Back in Phebruary they certainly were. Do you have outcomes that are not conditions now?

You’d be surprised to hear that from me, but actually if we could create standardized episodes purely from structured data in the OMOP tables I don’t think we’d need them. We’d just use your phenotypes. Episodes only have a life if they need to be populated pre or peri-OMOP.

That’s what it boils down to. I hope you and @rimma will be right. Till then, my hope is we can arrive at some mixture: standard algorithms, that are using OMOP tables, but are configured with information the ETLer has obtained from the source data or by asking folks in the institution.

Great end to this focused discussion @Christian_Reich . The key insights i have learnt that reinforced some of positions.

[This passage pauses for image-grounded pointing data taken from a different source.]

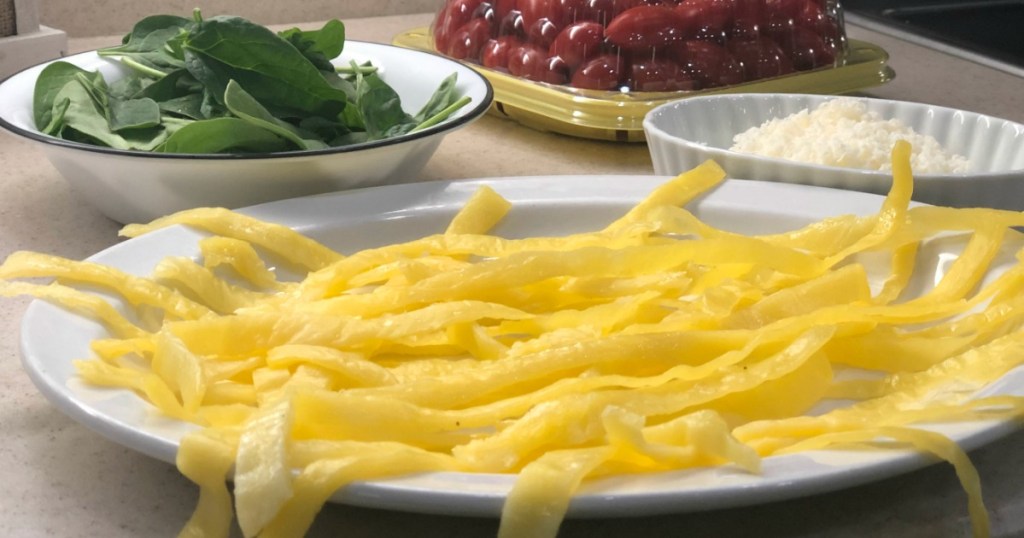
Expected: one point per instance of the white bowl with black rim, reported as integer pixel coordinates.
(135, 185)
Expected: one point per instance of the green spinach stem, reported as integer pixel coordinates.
(440, 116)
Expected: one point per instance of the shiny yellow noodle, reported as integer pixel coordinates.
(278, 239)
(81, 302)
(335, 279)
(573, 419)
(892, 216)
(240, 256)
(198, 281)
(907, 397)
(475, 340)
(598, 345)
(677, 192)
(922, 440)
(484, 209)
(353, 367)
(181, 371)
(318, 480)
(262, 476)
(206, 458)
(136, 290)
(540, 498)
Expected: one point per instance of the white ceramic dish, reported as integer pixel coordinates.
(137, 187)
(361, 218)
(684, 133)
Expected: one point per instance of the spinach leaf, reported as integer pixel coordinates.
(133, 114)
(267, 91)
(379, 106)
(267, 67)
(320, 46)
(440, 99)
(189, 106)
(56, 121)
(222, 135)
(245, 107)
(87, 117)
(148, 41)
(51, 80)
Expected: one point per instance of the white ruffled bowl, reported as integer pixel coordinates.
(684, 133)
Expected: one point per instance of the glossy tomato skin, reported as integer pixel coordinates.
(642, 45)
(454, 15)
(578, 43)
(512, 25)
(659, 75)
(645, 27)
(708, 16)
(761, 58)
(502, 7)
(711, 65)
(531, 61)
(543, 32)
(467, 42)
(604, 72)
(807, 49)
(496, 51)
(534, 10)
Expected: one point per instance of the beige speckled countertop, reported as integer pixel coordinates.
(60, 479)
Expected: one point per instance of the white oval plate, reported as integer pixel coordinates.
(51, 337)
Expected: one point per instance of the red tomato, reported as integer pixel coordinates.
(761, 58)
(825, 27)
(784, 8)
(511, 25)
(496, 51)
(711, 65)
(543, 32)
(574, 10)
(604, 10)
(467, 42)
(659, 75)
(714, 15)
(806, 49)
(534, 10)
(530, 61)
(502, 7)
(578, 42)
(751, 11)
(645, 27)
(605, 72)
(453, 16)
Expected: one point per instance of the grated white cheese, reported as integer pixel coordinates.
(842, 132)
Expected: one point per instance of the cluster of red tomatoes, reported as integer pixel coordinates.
(643, 45)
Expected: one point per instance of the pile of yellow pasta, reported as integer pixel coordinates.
(656, 343)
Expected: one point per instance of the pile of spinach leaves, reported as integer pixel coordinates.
(227, 85)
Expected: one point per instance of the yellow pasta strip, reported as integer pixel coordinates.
(281, 240)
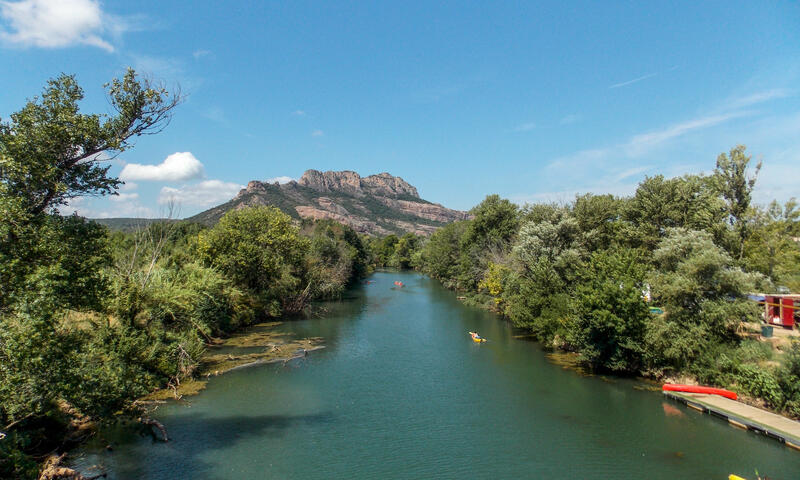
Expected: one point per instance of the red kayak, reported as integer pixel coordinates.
(676, 387)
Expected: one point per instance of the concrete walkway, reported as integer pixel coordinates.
(743, 416)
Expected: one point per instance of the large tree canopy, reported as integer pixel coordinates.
(50, 152)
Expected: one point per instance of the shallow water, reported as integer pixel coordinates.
(401, 391)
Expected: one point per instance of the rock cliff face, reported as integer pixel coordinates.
(378, 204)
(382, 184)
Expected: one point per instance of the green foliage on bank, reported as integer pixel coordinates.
(91, 320)
(574, 276)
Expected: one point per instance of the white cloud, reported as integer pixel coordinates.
(124, 197)
(131, 208)
(758, 97)
(179, 166)
(642, 143)
(160, 67)
(525, 127)
(281, 179)
(631, 82)
(204, 194)
(57, 23)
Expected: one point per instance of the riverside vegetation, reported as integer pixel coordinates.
(574, 276)
(92, 320)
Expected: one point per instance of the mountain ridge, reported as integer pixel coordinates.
(378, 204)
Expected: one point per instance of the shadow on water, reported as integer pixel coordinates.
(194, 439)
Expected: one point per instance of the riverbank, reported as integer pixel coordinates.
(401, 391)
(255, 345)
(778, 347)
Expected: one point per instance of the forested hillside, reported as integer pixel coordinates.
(91, 320)
(574, 275)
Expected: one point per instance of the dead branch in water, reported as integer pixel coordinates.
(52, 470)
(158, 425)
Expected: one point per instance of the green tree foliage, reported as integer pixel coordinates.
(261, 251)
(51, 152)
(441, 253)
(735, 183)
(702, 292)
(599, 218)
(610, 320)
(404, 250)
(382, 249)
(547, 257)
(689, 202)
(337, 256)
(771, 247)
(495, 223)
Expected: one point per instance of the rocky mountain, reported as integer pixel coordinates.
(378, 204)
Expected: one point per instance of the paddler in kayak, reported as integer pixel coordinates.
(476, 337)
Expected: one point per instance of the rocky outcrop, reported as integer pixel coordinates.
(378, 204)
(346, 181)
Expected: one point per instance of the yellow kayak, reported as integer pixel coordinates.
(476, 338)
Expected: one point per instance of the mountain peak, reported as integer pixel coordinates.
(346, 181)
(378, 204)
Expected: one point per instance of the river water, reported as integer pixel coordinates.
(401, 391)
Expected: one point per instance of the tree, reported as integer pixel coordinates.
(598, 217)
(404, 251)
(770, 247)
(440, 254)
(490, 232)
(546, 259)
(610, 316)
(703, 294)
(735, 183)
(689, 202)
(50, 152)
(261, 250)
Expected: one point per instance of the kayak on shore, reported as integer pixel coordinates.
(676, 387)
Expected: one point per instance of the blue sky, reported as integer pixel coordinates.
(533, 101)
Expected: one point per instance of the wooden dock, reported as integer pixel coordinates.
(743, 416)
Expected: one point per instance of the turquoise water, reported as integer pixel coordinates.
(400, 391)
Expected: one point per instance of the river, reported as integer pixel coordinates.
(401, 391)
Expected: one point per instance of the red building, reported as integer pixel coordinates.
(781, 309)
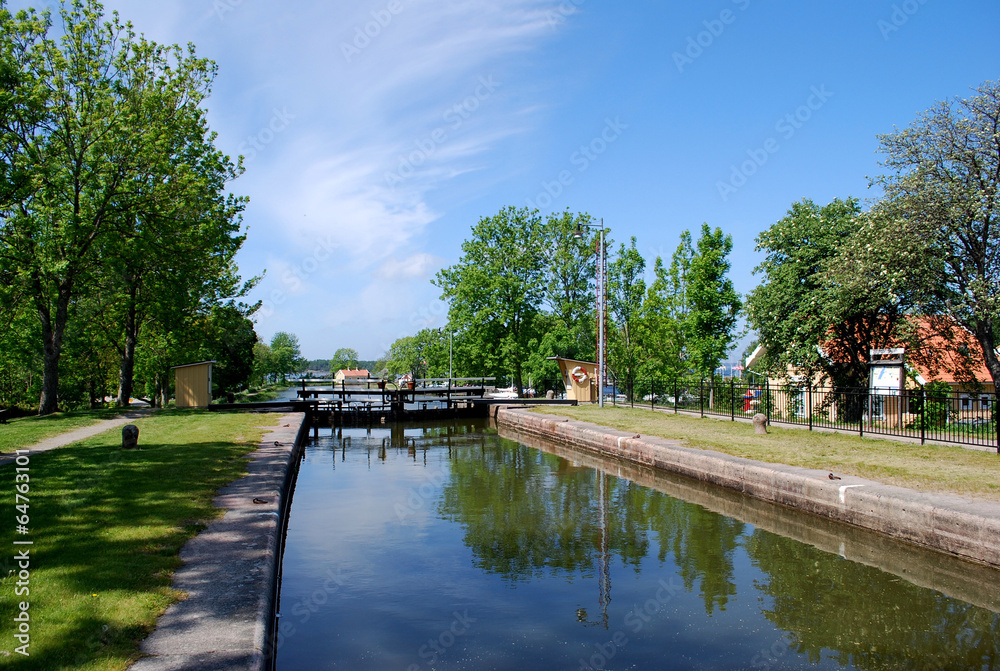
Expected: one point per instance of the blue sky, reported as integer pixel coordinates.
(378, 132)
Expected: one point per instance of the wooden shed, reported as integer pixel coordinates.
(579, 378)
(193, 384)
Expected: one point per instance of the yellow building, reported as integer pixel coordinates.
(579, 378)
(193, 384)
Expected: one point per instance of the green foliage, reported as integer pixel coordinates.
(423, 355)
(117, 233)
(285, 356)
(938, 398)
(495, 292)
(345, 357)
(712, 302)
(941, 198)
(626, 291)
(813, 310)
(665, 311)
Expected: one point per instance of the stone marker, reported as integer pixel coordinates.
(760, 423)
(130, 437)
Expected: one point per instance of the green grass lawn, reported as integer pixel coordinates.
(18, 433)
(107, 527)
(938, 468)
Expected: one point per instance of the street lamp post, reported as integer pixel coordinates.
(602, 296)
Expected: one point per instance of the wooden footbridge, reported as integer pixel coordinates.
(370, 402)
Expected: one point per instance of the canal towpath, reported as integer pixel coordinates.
(230, 569)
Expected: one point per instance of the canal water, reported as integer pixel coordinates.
(450, 547)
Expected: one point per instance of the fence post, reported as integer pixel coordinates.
(732, 399)
(701, 396)
(809, 404)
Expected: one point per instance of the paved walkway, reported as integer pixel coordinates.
(229, 572)
(64, 439)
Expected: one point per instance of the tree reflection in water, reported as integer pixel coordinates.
(526, 512)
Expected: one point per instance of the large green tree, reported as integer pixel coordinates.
(665, 312)
(943, 236)
(496, 291)
(106, 147)
(713, 305)
(803, 316)
(286, 355)
(626, 291)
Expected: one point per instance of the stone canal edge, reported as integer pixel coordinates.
(964, 527)
(231, 569)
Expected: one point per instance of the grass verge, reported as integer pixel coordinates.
(107, 526)
(934, 468)
(27, 431)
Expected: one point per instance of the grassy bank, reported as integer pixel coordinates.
(938, 468)
(25, 431)
(107, 526)
(261, 395)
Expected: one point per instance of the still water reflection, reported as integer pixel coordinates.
(449, 547)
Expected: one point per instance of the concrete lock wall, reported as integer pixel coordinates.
(960, 526)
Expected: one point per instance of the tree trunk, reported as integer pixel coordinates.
(987, 341)
(52, 340)
(126, 371)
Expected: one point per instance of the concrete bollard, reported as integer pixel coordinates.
(760, 423)
(130, 437)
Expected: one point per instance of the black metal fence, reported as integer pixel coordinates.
(963, 417)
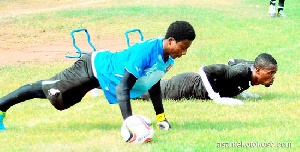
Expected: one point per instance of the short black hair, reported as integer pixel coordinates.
(181, 30)
(264, 60)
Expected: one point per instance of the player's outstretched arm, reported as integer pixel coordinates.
(122, 93)
(156, 98)
(247, 95)
(215, 96)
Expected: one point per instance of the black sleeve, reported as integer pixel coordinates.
(156, 98)
(122, 93)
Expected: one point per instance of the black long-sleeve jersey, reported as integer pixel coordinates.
(227, 80)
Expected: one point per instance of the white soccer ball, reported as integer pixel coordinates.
(137, 129)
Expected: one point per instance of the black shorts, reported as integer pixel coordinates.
(71, 85)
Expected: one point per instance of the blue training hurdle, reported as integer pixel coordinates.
(78, 50)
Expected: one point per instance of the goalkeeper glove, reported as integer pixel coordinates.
(163, 123)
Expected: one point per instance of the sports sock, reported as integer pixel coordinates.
(280, 5)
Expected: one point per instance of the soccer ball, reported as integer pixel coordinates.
(137, 129)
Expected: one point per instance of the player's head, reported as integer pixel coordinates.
(265, 68)
(179, 36)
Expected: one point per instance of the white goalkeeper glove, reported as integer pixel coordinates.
(246, 95)
(228, 101)
(162, 122)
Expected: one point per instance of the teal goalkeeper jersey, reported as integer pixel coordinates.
(144, 60)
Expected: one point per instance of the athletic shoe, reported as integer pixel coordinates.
(272, 11)
(281, 14)
(2, 115)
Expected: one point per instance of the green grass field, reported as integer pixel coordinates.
(226, 29)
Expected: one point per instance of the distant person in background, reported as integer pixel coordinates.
(221, 82)
(272, 10)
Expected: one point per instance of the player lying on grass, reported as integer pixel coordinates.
(221, 82)
(122, 75)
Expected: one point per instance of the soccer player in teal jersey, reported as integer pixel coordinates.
(122, 75)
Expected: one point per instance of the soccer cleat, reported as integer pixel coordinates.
(2, 115)
(272, 11)
(281, 14)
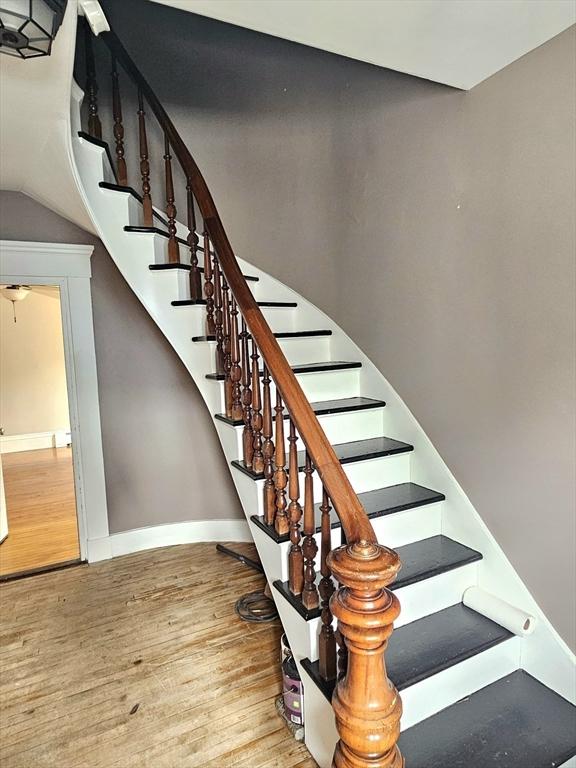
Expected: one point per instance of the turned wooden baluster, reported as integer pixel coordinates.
(280, 476)
(310, 598)
(326, 639)
(121, 171)
(342, 654)
(148, 214)
(257, 456)
(268, 451)
(210, 290)
(235, 369)
(295, 556)
(367, 706)
(94, 124)
(173, 252)
(195, 275)
(227, 346)
(247, 434)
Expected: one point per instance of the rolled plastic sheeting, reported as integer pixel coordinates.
(513, 619)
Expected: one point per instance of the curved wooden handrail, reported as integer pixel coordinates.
(355, 522)
(366, 704)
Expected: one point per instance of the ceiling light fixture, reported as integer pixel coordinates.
(28, 27)
(15, 293)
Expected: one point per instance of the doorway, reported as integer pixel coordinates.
(38, 520)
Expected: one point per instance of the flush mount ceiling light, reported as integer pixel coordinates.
(28, 27)
(15, 293)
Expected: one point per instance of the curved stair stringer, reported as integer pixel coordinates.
(543, 654)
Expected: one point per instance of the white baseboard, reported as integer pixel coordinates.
(34, 441)
(189, 532)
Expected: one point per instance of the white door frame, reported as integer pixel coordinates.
(68, 267)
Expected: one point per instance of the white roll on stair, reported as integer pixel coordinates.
(508, 616)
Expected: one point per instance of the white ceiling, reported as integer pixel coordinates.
(455, 42)
(35, 139)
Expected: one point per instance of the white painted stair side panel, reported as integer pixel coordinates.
(419, 701)
(544, 654)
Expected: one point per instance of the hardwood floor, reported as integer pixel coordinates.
(141, 662)
(41, 503)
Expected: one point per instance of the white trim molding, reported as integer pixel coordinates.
(151, 537)
(68, 267)
(34, 441)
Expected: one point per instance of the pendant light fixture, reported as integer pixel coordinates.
(28, 27)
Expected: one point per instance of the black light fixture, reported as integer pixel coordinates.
(28, 27)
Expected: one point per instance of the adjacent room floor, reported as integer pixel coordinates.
(41, 504)
(141, 662)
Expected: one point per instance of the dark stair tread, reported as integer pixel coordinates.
(103, 145)
(329, 365)
(134, 193)
(378, 503)
(357, 450)
(516, 722)
(430, 645)
(281, 335)
(323, 408)
(193, 302)
(421, 560)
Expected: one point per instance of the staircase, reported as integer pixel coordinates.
(330, 466)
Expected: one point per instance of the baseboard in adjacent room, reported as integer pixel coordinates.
(189, 532)
(34, 441)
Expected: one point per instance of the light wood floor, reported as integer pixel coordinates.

  1. Episode table is a derived table. It is derived, like condition_era, drug_era, from the core clinical CDM tables.
  2. Although built during pre-processing/set-up of the CDM, episode table do not interact with source data in any form. i.e. it is a phenotype like algorithm.
  3. The output of the phenotype like algorithm is different from cohort i.e. its more than subject_id, cohort_start_date and cohort_end_date and includes elements that a cohort algorithm would not support.

Truly, the use case i think it supports is to algorithmically separate care events that may be unrelated. e.g. if i am getting knee surgery, but during the same days also get a dental workup - the episode table relates the events of knee surgery together i.e. bundle, but does not link to the unrelated events i.e. dental.

It reminds me of old discussion here How to Capture pregnancy data? (EDC, gestation length, etc) - #5 by Gowtham_Rao and the idea of ‘Episode of care’. Health insurance companies have done/been doing/tried to do this for many years.